Some people who have been abused want an apology. Abusers are not likely to apologise, partly because they have spent a lifetime rationalising their offences. The social workers and residential care workers around at the time of the abuse may well have retired. Typically apologies are made by politicians on behalf of the country as a whole or on behalf of organisations by senior managers who were not personally involved at the time of the abuse.
Nonetheless, a genuine apology on behalf of the services or the community as a whole can still be appreciated by former victims as a vindication of their complaints. A good example is the recent fulsome apology by Enda Kenny, the Taoiseach in the Republic of Ireland, in relation to the women who had been working virtually as slave labourers in the Magdalene laundries in Ireland.
This may seem a strange option to end with, but many of the children’s establishments where abuse took place have now been closed, and in some cases demolished. Should the experiences of abuse be written off as a piece of history best forgotten? In Germany it was suggested that there should be plaques where children’s homes once stood. Or should the plaques be sited in town halls to remind politicians and senior managers of their responsibilities as corporate parents to protect the children in their care? Or would a monument or a statue of children be better, akin to a war memorial, to remind the community at large of those who have suffered?

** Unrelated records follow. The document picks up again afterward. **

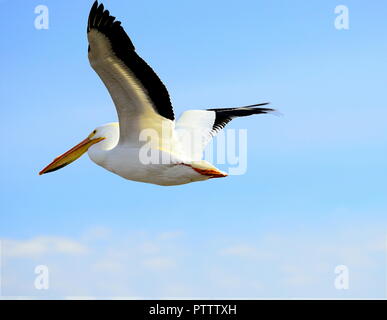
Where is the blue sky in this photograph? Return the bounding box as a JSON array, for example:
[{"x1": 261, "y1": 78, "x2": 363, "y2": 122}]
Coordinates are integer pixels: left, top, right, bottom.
[{"x1": 0, "y1": 0, "x2": 387, "y2": 299}]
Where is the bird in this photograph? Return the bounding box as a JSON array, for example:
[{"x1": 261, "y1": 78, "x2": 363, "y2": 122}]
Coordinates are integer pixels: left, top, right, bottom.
[{"x1": 39, "y1": 1, "x2": 276, "y2": 186}]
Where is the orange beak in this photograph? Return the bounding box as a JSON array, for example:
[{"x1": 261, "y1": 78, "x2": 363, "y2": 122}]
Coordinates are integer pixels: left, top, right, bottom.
[{"x1": 39, "y1": 137, "x2": 105, "y2": 175}]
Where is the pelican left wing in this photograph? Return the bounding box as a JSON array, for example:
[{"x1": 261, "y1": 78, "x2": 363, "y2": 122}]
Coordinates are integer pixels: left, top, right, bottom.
[{"x1": 87, "y1": 1, "x2": 174, "y2": 142}]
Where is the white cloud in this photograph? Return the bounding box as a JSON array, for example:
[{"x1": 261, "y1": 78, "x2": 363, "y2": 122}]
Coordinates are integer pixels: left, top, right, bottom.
[
  {"x1": 1, "y1": 236, "x2": 88, "y2": 258},
  {"x1": 143, "y1": 257, "x2": 176, "y2": 271}
]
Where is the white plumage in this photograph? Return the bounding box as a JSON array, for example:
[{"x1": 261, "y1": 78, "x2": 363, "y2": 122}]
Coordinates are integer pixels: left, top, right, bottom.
[{"x1": 40, "y1": 1, "x2": 274, "y2": 186}]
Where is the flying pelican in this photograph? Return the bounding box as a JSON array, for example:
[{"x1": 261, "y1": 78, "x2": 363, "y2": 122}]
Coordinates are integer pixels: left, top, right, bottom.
[{"x1": 39, "y1": 1, "x2": 275, "y2": 186}]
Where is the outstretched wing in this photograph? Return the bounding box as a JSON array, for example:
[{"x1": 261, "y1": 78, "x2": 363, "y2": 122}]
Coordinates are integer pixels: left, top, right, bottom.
[
  {"x1": 175, "y1": 102, "x2": 276, "y2": 161},
  {"x1": 87, "y1": 1, "x2": 174, "y2": 142}
]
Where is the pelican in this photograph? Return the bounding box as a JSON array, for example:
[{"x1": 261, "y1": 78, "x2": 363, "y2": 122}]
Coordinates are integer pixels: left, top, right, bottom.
[{"x1": 39, "y1": 1, "x2": 275, "y2": 186}]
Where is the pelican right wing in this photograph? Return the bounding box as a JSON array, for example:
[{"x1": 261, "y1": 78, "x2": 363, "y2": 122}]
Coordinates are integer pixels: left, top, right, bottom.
[{"x1": 87, "y1": 1, "x2": 174, "y2": 142}]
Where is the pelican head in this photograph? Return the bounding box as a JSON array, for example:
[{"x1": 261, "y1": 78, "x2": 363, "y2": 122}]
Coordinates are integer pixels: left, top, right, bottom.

There are many things that can be done to put things right. We have tried to give a balanced view of what can be done, and the advantages and disadvantages of each line of action. Different people may find satisfaction in different lines of action. The important thing is for victims of abuse to come to see themselves as survivors and winners, no longer trapped by their experiences and memories. It is not an easy process. Is there more that should be done? What do you think?